Research into psilocybin and psilocybin-assisted therapy has found it to be effective in addressing a number of difficult-to-treat conditions, including alcohol use disorder, end-of-life anxiety, tobacco cessation, treatment-resistant depression, major depressive disorder, and cluster headache, among others.
In terms of physical safety, research suggests that psilocybin is generally well-tolerated. In animal models, the lethal dose for psilocybin was consistently found to be orders of magnitude above typical doses of the drug. Furthermore, similar to other serotonergic psychedelics, psilocybin does not lead to physical dependence or addiction. Researchers have therefore concluded that it has low potential for abuse.
While psilocybin is overall a very safe substance, it does have the potential to affect several physiological systems. For example, medications with strong serotonin 2B receptor binding affinity, like psilocin (the active metabolite of psilocybin), have been linked to valvular heart disease (VHD). Additionally, there are other medical conditions, such as uncontrolled hypertension, lithium use, or certain psychotic disorders, that may make psilocybin therapy medically risky for some patients.
In November 2020, Oregon voters passed Measure 109, which allows for the manufacture, delivery, and administration of psilocybin at supervised, licensed facilities. As of January 1, 2023, psilocybin provided by licensed growers is legal for consumption at licensed centers under the supervision of licensed facilitators for individuals aged 21 and older.
As research emerges on the medical benefits of psilocybin, and states like Oregon continue to approve the drug for medicinal uses, more patients are likely to seek out psilocybin-assisted therapy as a treatment option for various health conditions. However, health care professionals often lack the knowledge to discuss psilocybin therapy with patients and adequately assess whether it would be an appropriate and safe option for them.
To adequately respond to patients’ questions, it is crucial that clinicians have a basic understanding of psilocybin therapy, its indications based on promising clinical research, the pharmacology of psilocybin (including drug-drug interactions), and contraindications to psilocybin therapy.

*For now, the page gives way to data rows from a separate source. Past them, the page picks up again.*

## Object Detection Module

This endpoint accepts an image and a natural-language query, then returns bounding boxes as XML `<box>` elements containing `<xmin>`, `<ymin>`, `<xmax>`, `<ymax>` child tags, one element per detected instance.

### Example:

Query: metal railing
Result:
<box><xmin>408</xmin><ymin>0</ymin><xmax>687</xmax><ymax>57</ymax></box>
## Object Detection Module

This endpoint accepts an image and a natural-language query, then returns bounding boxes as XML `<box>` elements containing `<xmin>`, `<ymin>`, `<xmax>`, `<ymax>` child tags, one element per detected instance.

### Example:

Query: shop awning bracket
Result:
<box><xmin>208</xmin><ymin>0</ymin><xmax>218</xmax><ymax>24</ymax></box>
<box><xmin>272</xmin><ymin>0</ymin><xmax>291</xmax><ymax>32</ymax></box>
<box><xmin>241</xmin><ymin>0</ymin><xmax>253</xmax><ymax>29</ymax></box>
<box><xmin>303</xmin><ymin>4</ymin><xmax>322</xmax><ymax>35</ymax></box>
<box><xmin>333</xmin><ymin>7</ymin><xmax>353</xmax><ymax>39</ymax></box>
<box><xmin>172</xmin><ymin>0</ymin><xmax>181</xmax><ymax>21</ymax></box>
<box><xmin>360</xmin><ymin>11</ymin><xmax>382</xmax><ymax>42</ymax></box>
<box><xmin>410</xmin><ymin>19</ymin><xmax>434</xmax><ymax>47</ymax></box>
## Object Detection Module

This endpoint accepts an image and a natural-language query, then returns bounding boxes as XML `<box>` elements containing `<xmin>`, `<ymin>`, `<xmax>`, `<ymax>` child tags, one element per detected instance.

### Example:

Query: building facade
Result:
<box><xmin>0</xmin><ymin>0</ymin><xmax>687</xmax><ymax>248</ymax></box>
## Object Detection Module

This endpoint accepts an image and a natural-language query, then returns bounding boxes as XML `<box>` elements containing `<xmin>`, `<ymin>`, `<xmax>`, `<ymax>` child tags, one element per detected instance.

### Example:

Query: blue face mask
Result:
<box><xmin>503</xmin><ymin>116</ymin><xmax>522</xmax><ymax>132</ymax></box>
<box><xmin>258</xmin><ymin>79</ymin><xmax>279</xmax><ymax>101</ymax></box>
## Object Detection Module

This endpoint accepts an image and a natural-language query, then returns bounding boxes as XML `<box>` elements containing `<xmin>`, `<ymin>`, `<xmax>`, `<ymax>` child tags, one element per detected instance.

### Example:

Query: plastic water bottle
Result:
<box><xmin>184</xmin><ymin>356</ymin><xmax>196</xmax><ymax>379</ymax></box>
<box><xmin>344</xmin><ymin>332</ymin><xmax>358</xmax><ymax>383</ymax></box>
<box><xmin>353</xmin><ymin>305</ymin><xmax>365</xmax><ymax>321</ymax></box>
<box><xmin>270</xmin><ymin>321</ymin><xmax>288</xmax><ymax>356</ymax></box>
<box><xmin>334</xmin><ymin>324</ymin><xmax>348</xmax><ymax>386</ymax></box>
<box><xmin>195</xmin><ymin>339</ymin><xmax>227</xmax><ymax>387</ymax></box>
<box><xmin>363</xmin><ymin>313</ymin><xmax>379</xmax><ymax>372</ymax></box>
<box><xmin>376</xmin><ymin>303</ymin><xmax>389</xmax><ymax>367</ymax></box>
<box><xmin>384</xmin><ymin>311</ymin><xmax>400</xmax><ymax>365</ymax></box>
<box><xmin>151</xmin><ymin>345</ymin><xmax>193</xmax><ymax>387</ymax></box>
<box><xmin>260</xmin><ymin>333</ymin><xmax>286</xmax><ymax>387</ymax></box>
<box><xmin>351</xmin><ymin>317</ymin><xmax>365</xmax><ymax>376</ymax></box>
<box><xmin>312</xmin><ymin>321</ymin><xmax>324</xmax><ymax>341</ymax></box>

“Licensed health care clinicians will be the backbone of safety as it relates to those with more complex medical histories who are going to be seeking services. We believe that educating clinicians is crucial to ensuring people are taking the right steps necessary prior to receiving services,” said Sam Chapman, campaign manager for Oregon Measure 109 and Executive Director of the Healing Advocacy Fund, a nonprofit dedicated to supporting the nation’s first regulated psilocybin therapy program.
Fortunately, courses have been created to help equip health care professionals with the tools they need to safely, effectively, and comfortably assess and discuss the relevant medical risks with their patients. The onus now falls on practitioners to educate themselves, especially primary care providers in states like Oregon. Psilocybin can be an extremely efficacious and safe medicine, but like with any medication, the risks and benefits must be weighed for each patient individually, which requires a knowledgeable clinician.